Thousands join climate change protests in western Germany
German police deployed hundreds of officers in and around the western German village of Hochneukirch to prevent demonstrators from blocking the vast, open-pit mine and adjacent power plants.
Hundreds of protesters succeeded in temporarily blocking railroad tracks used to transport coal and another group broke through a police cordon and entered the mine, German news agency dpa reported.
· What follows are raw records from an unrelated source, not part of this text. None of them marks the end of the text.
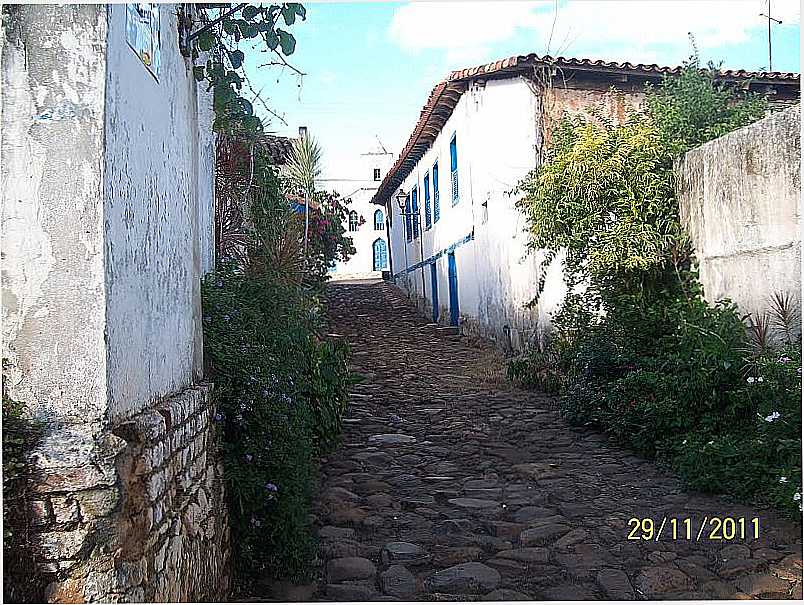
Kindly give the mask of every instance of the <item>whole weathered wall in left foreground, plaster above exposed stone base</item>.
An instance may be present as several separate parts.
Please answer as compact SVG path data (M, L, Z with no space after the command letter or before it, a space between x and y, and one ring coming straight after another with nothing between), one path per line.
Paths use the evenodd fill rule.
M226 596L202 368L209 100L162 5L157 82L124 5L17 5L2 56L5 386L43 423L31 540L49 601Z

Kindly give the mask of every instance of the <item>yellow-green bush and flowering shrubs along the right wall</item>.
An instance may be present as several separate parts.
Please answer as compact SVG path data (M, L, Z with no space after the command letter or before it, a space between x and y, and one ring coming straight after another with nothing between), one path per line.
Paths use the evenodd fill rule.
M777 295L747 332L733 304L704 301L672 173L681 153L765 110L693 59L622 124L562 122L519 207L531 247L548 252L543 268L566 254L570 292L554 337L509 374L559 390L571 422L657 457L695 489L799 514L798 307Z

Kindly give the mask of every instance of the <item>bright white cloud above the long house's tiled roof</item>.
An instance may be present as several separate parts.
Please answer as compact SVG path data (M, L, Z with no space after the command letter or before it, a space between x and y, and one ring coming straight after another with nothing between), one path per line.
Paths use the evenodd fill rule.
M594 48L600 49L599 58L654 62L668 55L668 47L685 56L688 33L703 50L743 43L751 30L767 26L759 16L767 12L765 0L562 0L553 26L555 6L551 1L412 2L396 9L388 33L411 52L444 50L450 63L472 58L464 65L487 60L489 45L518 30L532 36L528 50L539 54L548 51L550 40L553 55ZM775 0L773 14L785 25L797 24L799 3Z

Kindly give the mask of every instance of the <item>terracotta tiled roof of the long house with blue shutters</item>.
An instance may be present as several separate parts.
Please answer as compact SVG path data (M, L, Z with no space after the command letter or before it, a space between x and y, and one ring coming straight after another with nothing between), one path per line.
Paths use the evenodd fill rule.
M526 73L534 67L552 67L560 72L587 72L603 78L606 76L635 76L645 80L659 80L662 76L678 74L682 70L680 66L662 67L655 63L650 65L628 62L616 63L594 59L539 56L531 53L453 71L445 80L433 87L407 144L402 149L391 170L388 171L388 174L385 175L382 183L380 183L377 193L371 199L372 203L385 204L385 201L410 174L416 163L432 145L438 133L441 132L447 119L452 115L452 110L457 105L461 95L466 91L470 80L483 76L492 78L511 77L515 74ZM761 85L782 86L789 94L799 95L800 74L777 71L746 71L743 69L720 70L718 73L718 77L726 82L750 81L754 87Z

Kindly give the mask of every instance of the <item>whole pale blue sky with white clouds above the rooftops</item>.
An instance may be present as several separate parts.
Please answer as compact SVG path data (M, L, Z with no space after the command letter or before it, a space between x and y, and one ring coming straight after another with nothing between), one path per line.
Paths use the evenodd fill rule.
M304 2L287 67L247 50L246 71L267 130L307 126L324 178L355 178L378 140L396 157L432 87L451 70L518 54L678 65L692 50L724 68L768 66L768 0L543 0L534 2ZM800 5L772 0L774 71L800 72Z

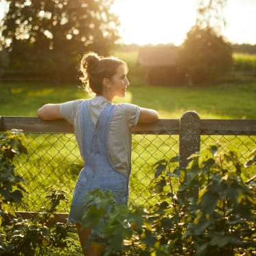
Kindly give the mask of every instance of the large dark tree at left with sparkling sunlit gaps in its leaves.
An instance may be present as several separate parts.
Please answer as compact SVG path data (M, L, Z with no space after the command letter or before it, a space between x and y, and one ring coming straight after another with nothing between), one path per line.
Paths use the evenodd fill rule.
M3 44L12 67L63 76L75 71L84 51L108 54L119 38L111 4L113 0L10 1Z

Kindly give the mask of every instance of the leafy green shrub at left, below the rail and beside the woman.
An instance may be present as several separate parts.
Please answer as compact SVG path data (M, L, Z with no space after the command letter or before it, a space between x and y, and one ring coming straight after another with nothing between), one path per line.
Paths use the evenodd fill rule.
M65 191L51 189L43 209L45 213L38 214L33 220L15 218L12 205L21 202L25 192L23 179L16 174L14 165L16 156L27 152L23 132L4 132L0 150L1 220L6 216L13 218L10 224L3 222L0 226L0 255L78 255L80 250L73 246L78 240L73 227L58 222L49 226L60 201L67 201Z

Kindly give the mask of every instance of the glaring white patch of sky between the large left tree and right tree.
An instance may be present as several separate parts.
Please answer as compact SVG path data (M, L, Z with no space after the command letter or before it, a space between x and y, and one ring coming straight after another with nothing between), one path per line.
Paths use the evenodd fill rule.
M195 4L186 0L119 0L113 12L119 15L124 43L179 45L195 23Z

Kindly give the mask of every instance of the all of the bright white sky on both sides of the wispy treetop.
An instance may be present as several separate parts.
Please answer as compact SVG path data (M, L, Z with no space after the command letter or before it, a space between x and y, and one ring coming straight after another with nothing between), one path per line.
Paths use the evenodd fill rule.
M0 0L0 17L4 7ZM125 44L181 45L196 21L197 0L115 0ZM227 0L222 35L231 43L256 44L256 0Z

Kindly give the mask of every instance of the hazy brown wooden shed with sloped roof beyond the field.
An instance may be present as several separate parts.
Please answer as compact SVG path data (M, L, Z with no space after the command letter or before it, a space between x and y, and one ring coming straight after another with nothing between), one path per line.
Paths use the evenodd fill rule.
M150 84L175 84L181 74L178 71L178 47L155 46L139 49L138 65L143 67Z

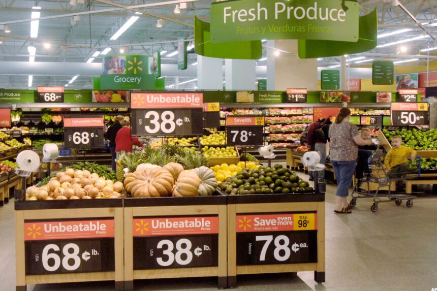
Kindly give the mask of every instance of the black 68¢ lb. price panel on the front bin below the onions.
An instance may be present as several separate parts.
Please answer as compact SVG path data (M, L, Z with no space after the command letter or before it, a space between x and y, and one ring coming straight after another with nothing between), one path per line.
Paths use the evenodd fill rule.
M25 242L26 275L114 271L114 239Z

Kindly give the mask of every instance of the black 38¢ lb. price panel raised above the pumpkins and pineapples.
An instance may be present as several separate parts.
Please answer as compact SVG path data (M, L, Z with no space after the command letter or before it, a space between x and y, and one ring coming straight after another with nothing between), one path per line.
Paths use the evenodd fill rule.
M192 136L203 134L202 109L134 109L134 136ZM200 126L199 126L200 125Z

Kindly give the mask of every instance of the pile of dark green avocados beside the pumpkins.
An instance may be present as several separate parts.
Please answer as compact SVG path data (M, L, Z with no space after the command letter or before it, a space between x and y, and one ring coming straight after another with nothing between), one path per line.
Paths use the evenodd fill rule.
M228 177L219 186L228 195L314 192L314 188L310 187L307 181L303 181L280 164L274 165L273 168L244 168L237 175Z

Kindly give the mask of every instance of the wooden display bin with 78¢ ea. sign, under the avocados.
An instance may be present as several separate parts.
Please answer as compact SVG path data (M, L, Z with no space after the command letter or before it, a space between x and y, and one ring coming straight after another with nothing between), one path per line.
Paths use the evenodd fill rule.
M315 271L325 281L325 195L228 196L228 287L237 275Z

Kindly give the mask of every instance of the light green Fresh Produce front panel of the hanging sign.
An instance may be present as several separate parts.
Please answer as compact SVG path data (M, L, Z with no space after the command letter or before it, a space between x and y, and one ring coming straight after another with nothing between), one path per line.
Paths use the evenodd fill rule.
M237 0L211 5L211 42L358 41L359 4L340 0ZM345 11L345 9L347 11Z

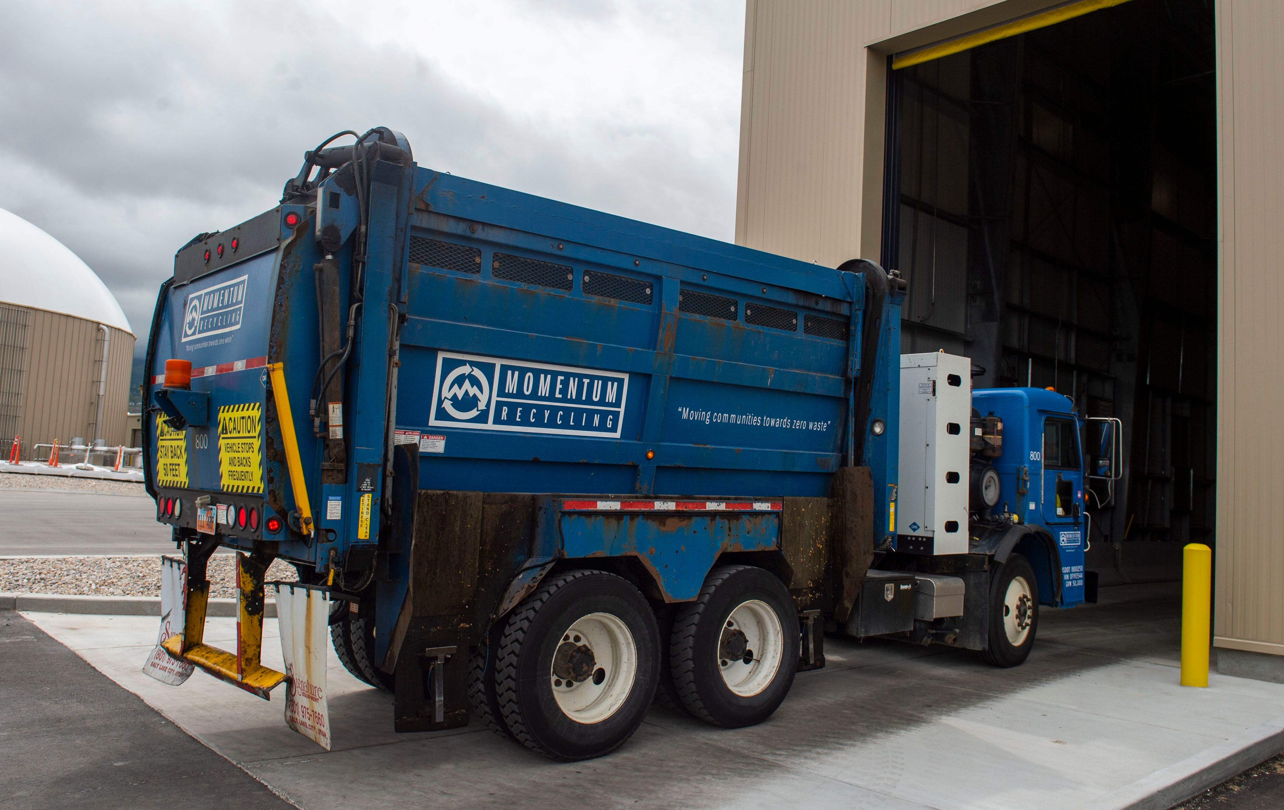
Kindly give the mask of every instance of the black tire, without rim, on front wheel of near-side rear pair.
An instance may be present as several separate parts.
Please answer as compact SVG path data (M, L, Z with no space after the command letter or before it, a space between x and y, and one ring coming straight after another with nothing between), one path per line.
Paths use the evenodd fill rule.
M760 691L738 694L723 676L719 655L724 652L723 630L732 611L750 601L765 603L779 621L781 660ZM742 728L761 723L794 685L799 643L797 608L781 580L747 565L715 567L696 601L679 610L673 620L669 665L678 700L693 716L715 725ZM752 664L752 657L747 660L746 666ZM737 664L733 661L731 666Z

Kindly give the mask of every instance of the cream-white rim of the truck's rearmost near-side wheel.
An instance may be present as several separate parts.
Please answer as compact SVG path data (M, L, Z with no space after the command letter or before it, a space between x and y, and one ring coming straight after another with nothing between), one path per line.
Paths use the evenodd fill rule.
M633 634L618 616L588 614L566 628L559 650L564 646L587 647L592 653L592 670L579 682L564 678L566 673L557 671L559 657L553 655L548 675L557 707L577 723L601 723L614 715L633 691L638 673Z

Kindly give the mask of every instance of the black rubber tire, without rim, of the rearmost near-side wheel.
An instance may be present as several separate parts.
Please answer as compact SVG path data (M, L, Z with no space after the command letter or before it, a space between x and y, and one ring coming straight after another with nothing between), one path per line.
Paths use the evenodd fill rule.
M568 643L570 628L592 614L606 614L628 629L636 670L630 683L620 684L627 685L623 697L614 693L619 701L615 709L584 723L561 709L559 700L566 698L553 694L553 659ZM517 742L552 759L570 761L610 754L633 736L655 697L659 647L650 605L624 579L605 571L550 576L514 608L499 634L494 674L501 718ZM587 639L582 648L587 648ZM597 673L603 678L609 674L602 668L593 669L597 664L592 655L586 660L592 662L588 679L601 685ZM575 687L568 688L586 683L584 675L578 678ZM607 692L600 694L605 697Z

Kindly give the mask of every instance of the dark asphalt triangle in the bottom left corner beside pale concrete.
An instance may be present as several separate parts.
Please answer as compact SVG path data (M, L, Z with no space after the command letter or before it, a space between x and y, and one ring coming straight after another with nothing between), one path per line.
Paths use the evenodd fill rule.
M14 611L0 684L0 807L293 806Z

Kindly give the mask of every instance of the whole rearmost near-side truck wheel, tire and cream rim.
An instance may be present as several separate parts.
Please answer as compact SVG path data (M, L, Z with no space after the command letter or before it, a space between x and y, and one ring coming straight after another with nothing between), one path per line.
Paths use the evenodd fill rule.
M517 605L499 634L499 714L532 751L602 756L642 724L659 664L655 615L638 589L605 571L566 571Z

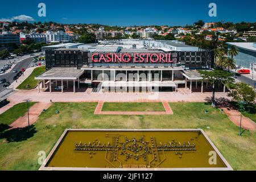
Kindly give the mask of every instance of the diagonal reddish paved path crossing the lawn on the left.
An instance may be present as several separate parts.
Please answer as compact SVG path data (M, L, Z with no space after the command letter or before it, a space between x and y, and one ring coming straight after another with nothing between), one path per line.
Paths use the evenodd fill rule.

The various rallies were mostly peaceful.
The mine has become a focus of environmental protests in recent years because the operator, German utility company RWE, threatened to chop down a nearby forest to enlarge it.
"It's important to increase the pressure on the government," protester Selma Schubert said. "The government doesn't do enough against climate change."
Participants in the Saturday protests held banners calling for climate protection or singing songs as they marched through villages in the Rhineland region near the mine.
According to German environmental group Bund, more than 8,000 people took part.
"You're building a movement, that's beautiful," said protester Seimi Rowin, who came from Scotland. "But we need to get to the next step ... otherwise future generations will pay for it."
Following months of climate protests by students and a sharp rise in the polls for Germany's Green party, Chancellor Angela Merkel recently threw her weight behind the goal of making Germany climate neutral by 2050. That would mean the country's economy no longer would add greenhouse gases to the atmosphere.
Scientists say ending fossil fuel use by mid-century is a must if countries want to achieve the 2015 Paris climate accord's most ambitious goal of keeping global temperatures from rising more than 1.5 degrees Celsius (2.7 degrees Fahrenheit) compared to pre-industrial times.